Lauded as an ambitious and driven mentor, Apo balances dozens of meetings with her mentees, a packed schedule as attorney for the Oregon Department of Justice and participation in multiple community events and organizations.
For her commitment to students, Willamette Law named Apo 2018 Mentor of the Year at an April 5 reception. Law students Megan Oshiro ’15, JD’18, Noelle Chan JD’20, P. Kai McGuire JD’19 and Yufeng Luo ’18 nominated her for the award.
Apo says while she keeps a busy schedule, the DOJ is located just blocks from campus, so lunches and happy hours are easy to arrange. Besides, she says, it’s her pleasure to be a mentor.
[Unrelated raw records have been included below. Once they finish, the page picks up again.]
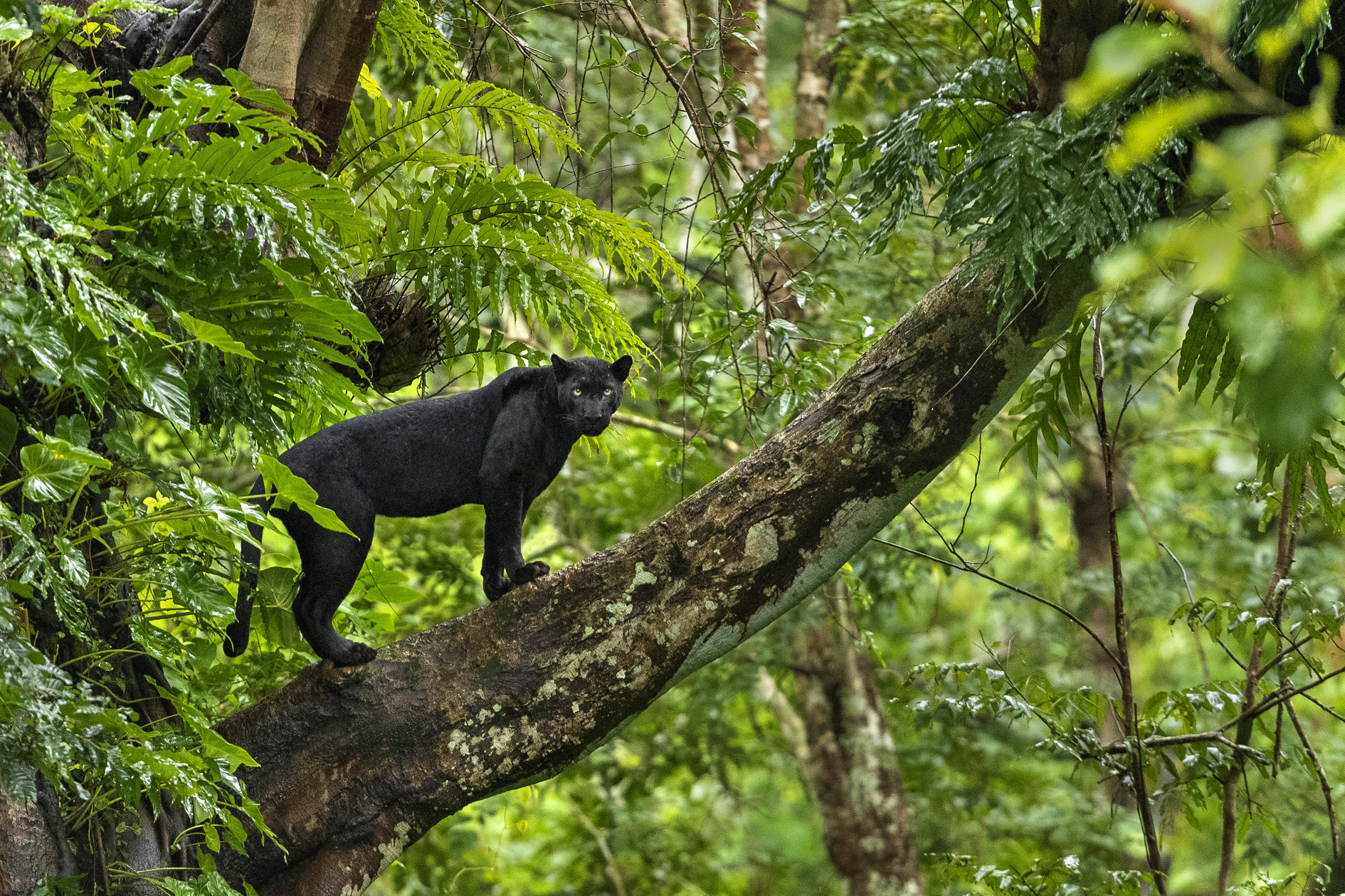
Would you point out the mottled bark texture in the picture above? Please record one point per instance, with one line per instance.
(813, 86)
(34, 844)
(357, 763)
(852, 761)
(1068, 28)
“I genuinely enjoy doing it — my mentees are just great people to be around and it doesn’t seem like a task,” she says. “They’re inspiring to me, too.”
Apo strives to listen, connect students with attorneys in their field of interest and offer advice on writing samples or applications. She uses methods learned from her first and one of her most influential mentor, Liani Reeves JD’98.
Reeves introduced Apo to many people within the legal community and supported her at a vulnerable time. When Apo first started law school, she had no idea what she wanted to do for a career.
“Just getting to know an attorney as a person was important,” she says. “Knowing Liani as someone I could relate to and have normal conversations with, but who was also a very successful and qualified attorney, was pretty valuable back then.”
Reeves received the Mentor of the Year award in 2004. A decade later, she received the Hon. Mary Mertens James Award, given only to five-time nominees for Mentor of the Year.
Willamette Law has so far honored Reeves with the award, which was created in 2013. But this year three people were recognized: Jennifer Brown L’08, an attorney at Salem-based LaMont Law who was 2017 Mentor of the Year, Jason Thompson L’01, a partner at Ferder Casebeer French & Thompson, and Judge Doug Tookey, a Willamette adjunct professor who serves on the Oregon Court of Appeals.
Apo happened to be a former law clerk for Tookey, one of the first jobs she held after law school. Like her other mentors, he provided support — and inspiration.
Now Apo is the one passing the torch. In a recommendation letter for the award, McGuire wrote, “Thank you so much for pairing me with such a quality and inspiring individual. I hope one day to return the favor by serving as a mentor in this essential program.”